About 24,700 acres of the Santiam State Forest were within the fire perimeter. Most of the forest’s popular recreation areas were impacted to some degree by the fire, with longer-term closures likely in some areas. You can learn more about impacts to the Santiam’s recreational offerings by visiting Santiam State Forest After the Fire: Recreational Impacts or the Santiam State Forest Restoration Page.
Approximately 24 of the Santiam’s 30 miles of trails are within the burn perimeter. About 190 miles of forest roads were in the fire perimeter, with numerous road sections at risk of collapse until repairs can be completed. Few roads through the Santiam can be used without crossing into the burn perimeter at some point, and hazard trees are still a significant risk in burned areas. The timeline for road repair and hazard tree mitigation is dependent on contractor availability and snow accumulation in higher-elevation areas.

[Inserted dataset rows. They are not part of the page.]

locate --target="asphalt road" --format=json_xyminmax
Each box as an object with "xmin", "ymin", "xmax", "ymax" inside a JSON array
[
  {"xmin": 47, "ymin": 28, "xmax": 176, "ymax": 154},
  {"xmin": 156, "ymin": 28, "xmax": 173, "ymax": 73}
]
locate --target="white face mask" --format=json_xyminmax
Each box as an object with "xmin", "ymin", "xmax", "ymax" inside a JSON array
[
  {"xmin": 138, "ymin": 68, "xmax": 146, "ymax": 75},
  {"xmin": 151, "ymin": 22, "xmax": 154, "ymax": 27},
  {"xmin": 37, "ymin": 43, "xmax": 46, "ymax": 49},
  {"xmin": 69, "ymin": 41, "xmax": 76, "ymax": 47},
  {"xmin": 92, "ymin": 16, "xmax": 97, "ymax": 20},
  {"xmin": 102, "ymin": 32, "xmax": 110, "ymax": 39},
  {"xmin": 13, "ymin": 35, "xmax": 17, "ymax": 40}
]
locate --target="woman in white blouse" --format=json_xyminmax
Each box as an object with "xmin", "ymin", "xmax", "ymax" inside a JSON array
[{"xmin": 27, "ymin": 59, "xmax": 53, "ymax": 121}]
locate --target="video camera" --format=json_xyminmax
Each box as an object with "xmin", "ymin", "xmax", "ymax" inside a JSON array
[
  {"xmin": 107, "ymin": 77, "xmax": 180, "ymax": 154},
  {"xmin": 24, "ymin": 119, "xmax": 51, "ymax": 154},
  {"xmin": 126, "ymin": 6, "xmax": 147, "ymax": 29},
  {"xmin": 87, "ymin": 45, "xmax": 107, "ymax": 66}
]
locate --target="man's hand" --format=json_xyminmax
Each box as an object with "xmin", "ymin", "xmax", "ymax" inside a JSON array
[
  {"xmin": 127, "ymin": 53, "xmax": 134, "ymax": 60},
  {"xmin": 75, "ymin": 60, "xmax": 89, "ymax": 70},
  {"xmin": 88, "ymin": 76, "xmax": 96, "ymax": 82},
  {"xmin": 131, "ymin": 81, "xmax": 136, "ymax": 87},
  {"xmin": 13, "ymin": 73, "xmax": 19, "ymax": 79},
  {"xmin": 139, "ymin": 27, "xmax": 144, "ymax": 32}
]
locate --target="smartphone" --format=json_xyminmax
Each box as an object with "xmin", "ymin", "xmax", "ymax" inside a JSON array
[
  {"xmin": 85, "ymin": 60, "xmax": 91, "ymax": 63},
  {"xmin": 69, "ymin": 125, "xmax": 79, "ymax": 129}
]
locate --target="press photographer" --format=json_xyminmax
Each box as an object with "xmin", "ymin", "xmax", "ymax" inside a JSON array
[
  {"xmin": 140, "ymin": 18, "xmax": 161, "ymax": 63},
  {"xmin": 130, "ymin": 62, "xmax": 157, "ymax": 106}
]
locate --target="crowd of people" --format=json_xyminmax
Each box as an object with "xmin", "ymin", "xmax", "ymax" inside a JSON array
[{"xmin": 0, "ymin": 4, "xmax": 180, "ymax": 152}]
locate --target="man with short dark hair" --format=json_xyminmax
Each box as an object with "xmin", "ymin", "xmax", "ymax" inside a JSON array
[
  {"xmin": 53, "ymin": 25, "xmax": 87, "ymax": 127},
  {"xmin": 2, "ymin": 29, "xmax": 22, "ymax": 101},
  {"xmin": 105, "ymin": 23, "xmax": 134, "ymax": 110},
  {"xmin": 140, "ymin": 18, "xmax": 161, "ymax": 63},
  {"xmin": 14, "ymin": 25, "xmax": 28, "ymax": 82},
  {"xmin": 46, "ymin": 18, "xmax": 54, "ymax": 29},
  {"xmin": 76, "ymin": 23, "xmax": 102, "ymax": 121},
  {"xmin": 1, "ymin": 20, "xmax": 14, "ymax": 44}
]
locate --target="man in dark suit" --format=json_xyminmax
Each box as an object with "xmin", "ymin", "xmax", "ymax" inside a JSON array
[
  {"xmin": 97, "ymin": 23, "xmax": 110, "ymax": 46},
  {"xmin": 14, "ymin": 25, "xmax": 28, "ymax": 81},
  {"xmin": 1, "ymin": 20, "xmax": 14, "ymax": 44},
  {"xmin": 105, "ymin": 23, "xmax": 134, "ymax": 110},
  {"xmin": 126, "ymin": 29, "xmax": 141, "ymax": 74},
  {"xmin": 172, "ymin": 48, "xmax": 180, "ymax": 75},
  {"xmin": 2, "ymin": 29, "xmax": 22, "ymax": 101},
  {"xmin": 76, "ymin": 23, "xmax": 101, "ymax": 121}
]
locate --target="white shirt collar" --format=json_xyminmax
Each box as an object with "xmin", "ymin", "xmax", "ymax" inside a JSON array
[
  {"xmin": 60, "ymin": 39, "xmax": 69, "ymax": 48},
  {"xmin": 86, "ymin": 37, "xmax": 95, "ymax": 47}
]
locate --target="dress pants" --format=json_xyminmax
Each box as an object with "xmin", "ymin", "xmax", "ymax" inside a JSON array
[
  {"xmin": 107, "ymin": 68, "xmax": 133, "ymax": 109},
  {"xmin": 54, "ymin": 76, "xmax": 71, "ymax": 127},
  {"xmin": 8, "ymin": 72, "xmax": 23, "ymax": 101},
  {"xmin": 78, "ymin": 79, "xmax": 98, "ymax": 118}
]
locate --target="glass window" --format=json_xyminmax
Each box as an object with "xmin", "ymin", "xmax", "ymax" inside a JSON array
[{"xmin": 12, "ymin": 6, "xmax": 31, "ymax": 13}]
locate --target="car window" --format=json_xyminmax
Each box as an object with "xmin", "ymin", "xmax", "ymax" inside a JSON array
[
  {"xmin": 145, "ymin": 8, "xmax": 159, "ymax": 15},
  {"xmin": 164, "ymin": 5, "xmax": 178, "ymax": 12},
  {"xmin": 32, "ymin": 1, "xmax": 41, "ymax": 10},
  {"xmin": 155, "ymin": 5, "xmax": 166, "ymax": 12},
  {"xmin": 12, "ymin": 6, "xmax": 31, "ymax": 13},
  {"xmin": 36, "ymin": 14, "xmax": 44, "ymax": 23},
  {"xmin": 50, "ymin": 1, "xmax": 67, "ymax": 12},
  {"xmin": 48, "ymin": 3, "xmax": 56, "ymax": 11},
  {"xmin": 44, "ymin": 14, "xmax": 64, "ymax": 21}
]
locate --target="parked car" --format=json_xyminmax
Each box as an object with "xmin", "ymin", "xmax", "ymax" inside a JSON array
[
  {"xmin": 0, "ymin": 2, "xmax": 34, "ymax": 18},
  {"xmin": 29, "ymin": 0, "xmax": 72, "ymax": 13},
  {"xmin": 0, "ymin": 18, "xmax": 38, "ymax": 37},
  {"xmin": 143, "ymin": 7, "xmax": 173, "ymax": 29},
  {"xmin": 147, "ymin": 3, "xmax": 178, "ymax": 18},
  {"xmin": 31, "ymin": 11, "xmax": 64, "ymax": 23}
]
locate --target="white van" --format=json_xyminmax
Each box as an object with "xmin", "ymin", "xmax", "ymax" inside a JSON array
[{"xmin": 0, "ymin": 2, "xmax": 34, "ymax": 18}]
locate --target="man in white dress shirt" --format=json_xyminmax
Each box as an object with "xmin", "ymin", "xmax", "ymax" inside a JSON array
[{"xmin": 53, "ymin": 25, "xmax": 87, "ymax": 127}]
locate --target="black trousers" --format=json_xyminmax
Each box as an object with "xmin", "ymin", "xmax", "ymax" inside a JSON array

“The outpouring of support for Oregon’s forests and offers to help are truly appreciated,” ODF State Forests Division Chief Liz Dent said. “Right now, the best way Oregonians can help is by honoring this temporary closure, which will help us begin to restore a healthy and productive Santiam State Forest for future generations.”
This closure is implemented under Oregon Administrative Rule 629-025-0091, an emergency rule adopted by the agency this week. It establishes notification requirements as well as potential enforcement and penalties for violating state forest closures. The closure is authorized under statutory authority provided by Oregon Revised Statutes 530.050(13).
All forms of public recreation create some level of impact on the land. With ODF staff focused on planning for forest restoration activities such as hazard mitigation, replanting, and repair and restoration of roads, recreation facilities and trails, the agency cannot adequately protect forest resources and mitigate issues such as garbage and waste accumulation along with wear and tear on forest roads and trails. State forests are managed to provide a balance of benefits to Oregonians, including economic, environmental and social. This decision was made with long-term forest health and productivity in mind.